The Bible is clear that God built us for rest. Weekly rest. It’s in the Ten Commandments. But I’ve read entire books on “keeping the sabbath,” from Christian, Jewish, and even mainstream/pop-culture perspectives, and they leave me in despair. The things that are supposed to bring rest in those books–having all your friends and relatives over for a meal that lasts 3-4 hours, for example, or spending a long afternoon playing Monopoly with your kids (read: intensive people things)–are fabulous ways to spend time. But for some of us they’re the opposite of restful. Hint: It doesn’t count as sabbath if it takes you two full days to recover.

Steve and I have devised our own responses to God’s command to rest. For Steve, it usually means yard work, or a house project, and then a couple hours in front of a screen watching Band of Brothers…alone. For me, it’s 3-4 hours (okay, 4-5 is best) of free time in our house, with no one else there and nothing I have to do. A friend of mine said it best when she said, “Sometimes I just need to sit and stare at the wall.” Exactly.

We don’t always get these times. But life is better, and more functional, when we do.

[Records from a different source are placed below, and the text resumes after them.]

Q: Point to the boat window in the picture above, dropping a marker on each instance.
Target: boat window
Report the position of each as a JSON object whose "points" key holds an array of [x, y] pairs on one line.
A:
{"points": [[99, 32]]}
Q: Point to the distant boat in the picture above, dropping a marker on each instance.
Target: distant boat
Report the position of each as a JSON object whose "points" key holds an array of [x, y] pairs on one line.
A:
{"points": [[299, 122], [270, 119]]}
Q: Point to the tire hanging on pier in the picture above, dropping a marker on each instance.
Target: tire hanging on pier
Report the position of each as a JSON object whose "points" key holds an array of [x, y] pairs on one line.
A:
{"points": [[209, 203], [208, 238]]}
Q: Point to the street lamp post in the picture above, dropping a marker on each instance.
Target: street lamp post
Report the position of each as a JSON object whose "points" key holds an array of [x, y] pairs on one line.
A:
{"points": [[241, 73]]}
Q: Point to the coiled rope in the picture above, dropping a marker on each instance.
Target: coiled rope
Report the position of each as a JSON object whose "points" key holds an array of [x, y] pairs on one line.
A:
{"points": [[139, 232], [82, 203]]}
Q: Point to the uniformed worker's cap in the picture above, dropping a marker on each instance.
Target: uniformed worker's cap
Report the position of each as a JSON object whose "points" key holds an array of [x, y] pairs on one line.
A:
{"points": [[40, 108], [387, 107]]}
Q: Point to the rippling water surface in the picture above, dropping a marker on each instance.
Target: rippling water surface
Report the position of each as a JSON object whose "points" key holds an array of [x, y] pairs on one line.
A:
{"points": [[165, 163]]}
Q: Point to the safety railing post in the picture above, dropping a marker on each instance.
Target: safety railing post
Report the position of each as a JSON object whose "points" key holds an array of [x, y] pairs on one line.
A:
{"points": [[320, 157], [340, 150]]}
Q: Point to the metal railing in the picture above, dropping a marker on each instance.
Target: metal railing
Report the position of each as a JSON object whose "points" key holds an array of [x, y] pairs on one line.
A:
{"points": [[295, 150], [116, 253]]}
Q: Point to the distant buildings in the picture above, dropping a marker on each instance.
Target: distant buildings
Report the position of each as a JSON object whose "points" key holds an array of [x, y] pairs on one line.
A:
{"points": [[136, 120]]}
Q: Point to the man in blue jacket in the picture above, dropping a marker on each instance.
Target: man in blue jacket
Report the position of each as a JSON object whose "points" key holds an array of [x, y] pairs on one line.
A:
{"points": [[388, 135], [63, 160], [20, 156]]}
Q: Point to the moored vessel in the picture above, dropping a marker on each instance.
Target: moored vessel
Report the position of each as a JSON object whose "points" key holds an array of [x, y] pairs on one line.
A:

And rest adds the possibility of enjoying life, which when I’m tired just feels like a pipe dream.

I’m convinced that our best rest is highly individual. It’s one of those things we have to discover for ourselves, right along with our tolerance for risk and whether or not we like sushi.

Today, after my unexpected nap and some high-powered wall staring, I feel like a different person. As if something changed on a molecular level, and my interactions with the world are fresh and new. It turns out that the way to restore hope isn’t always drumming up more faith, or praying harder, or faking positivity. Sometimes it’s taking a nap.

God loves to work through the things we don’t expect: the things we’re tempted to hide (daytime sleep instead of intense productivity), or avoid (confessing when we do something wrong). There aren’t many aspects of God’s Kingdom I can point to and say Doing X works, pretty much every time, but rest is one of those things.